A landlocked country in East Africa, Burundi is a low-income economy, with 80% of the population employed in the agricultural sector. Located in the Great Lakes region, Burundi is surrounded by Rwanda to the north, Tanzania to the east, the Democratic Republic of the Congo to the west, and bordered by Lake Tanganyika to the southwest. With a population of 13.2 million people (2023), 50.3% of whom are women and 41.5% young people under 15, Burundi is one of the most densely populated countries in the world, with a density ratio of 442 people per square kilometer (2020 population projection).
Burundi has made significant progress in terms of the quality of and access to education. Since the introduction of free primary education in 2005, the gross enrollment in primary education reached 118.4% during the 2022/2023 school year without significant variation between provinces, gender, or level of income.
Political Context
President Evariste Ndayishimiye was elected in 2020 for a seven-year term of office. The ruling party, CNDD-FDD, has dominated the political scene since 2005, with a large majority in the National Assembly (87 out of 123 seats) and the Senate (38 out of 39 seats). Legislative elections are planned for May 2025 and will follow the new country’s administrative structure which reduces the numbers of provinces from 18 to 5 and the new number of parliamentarians will be 103.

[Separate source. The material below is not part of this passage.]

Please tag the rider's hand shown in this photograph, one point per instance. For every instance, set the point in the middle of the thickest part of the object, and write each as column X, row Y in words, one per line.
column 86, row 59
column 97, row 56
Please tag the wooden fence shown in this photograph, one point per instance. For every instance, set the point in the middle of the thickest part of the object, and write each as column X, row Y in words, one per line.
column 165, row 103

The National Development Plan (NDP) was updated to implement Burundi’s vision, "Emerging country in 2040 and developed country in 2060". The NDP has an overall objective of transforming structurally the Burundian economy for strong, sustainable, resilient, and inclusive growth, creating decent jobs for all and leading to the improvement of social well-being. The implementation of the vision will promote population growth compatible with the viable and sustainable management of available resources, as well as human development likely to be valued on national and international labor markets.
Socio-economic Background
Economic growth accelerated to 2.7% in 2023, up from 1.8% in 2022, supported by favorable rainfall and increased investment. However, growth is expected to slow to 2.2% in 2024, as persistent fuel and foreign exchange shortages continue to weigh on the economy. The industrial sector (1.2% growth vs. 2.7% in 2023) and services (2.0% vs. 2.6% in 2023) will be most affected. Over 2025-26, growth is anticipated to average 3.9%, supported by agriculture, mining, and government spending.

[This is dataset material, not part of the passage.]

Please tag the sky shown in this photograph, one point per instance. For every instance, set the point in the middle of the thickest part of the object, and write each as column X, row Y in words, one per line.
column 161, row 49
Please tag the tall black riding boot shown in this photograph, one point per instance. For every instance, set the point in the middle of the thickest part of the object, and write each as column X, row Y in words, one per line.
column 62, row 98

Inflation averaged 27.1% in 2023, due to surging food and fuel prices. It is forecasted to ease to 22.1% in 2024, as improved rainfall and restrictions on cereal exports help lower food prices.

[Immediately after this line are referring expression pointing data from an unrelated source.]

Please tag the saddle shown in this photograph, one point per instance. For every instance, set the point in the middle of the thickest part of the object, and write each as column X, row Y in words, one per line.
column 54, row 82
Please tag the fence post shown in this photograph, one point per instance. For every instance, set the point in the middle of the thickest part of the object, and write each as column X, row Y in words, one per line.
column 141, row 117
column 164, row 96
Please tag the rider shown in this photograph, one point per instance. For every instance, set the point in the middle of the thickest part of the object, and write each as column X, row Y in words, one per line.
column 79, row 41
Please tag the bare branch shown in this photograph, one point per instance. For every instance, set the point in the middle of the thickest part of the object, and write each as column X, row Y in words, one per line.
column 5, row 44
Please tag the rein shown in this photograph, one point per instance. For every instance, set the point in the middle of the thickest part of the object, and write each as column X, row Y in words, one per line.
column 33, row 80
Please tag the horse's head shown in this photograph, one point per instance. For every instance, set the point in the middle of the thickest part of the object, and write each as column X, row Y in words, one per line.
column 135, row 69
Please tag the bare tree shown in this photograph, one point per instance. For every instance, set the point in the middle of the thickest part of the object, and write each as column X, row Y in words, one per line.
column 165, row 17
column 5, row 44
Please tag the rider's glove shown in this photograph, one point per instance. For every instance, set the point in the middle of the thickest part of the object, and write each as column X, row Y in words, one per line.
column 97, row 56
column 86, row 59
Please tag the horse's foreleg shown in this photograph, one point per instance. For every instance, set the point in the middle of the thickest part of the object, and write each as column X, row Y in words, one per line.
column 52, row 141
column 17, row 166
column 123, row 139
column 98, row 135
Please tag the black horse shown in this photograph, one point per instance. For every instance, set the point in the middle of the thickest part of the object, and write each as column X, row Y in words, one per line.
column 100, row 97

The current account deficit reached 16.6% of GDP in 2023, driven by high oil prices and sluggish exports. It is expected to improve to 15.9% in 2024, with further reductions to 13.6% by 2026, as mining exports resume and forex reforms take hold.
Fiscal consolidation is expected to continue, with the deficit projected to shrink to 7.1% of GDP in 2024, owing to nonrecurring spending cuts and improved revenue collection. By 2026, the deficit is anticipated to fall to 4.7%, supported by tax digitization and reductions in non-essential spending. Public debt, projected at 70.6% of GDP in 2024, is expected to decline to 67.4% of GDP by 2026.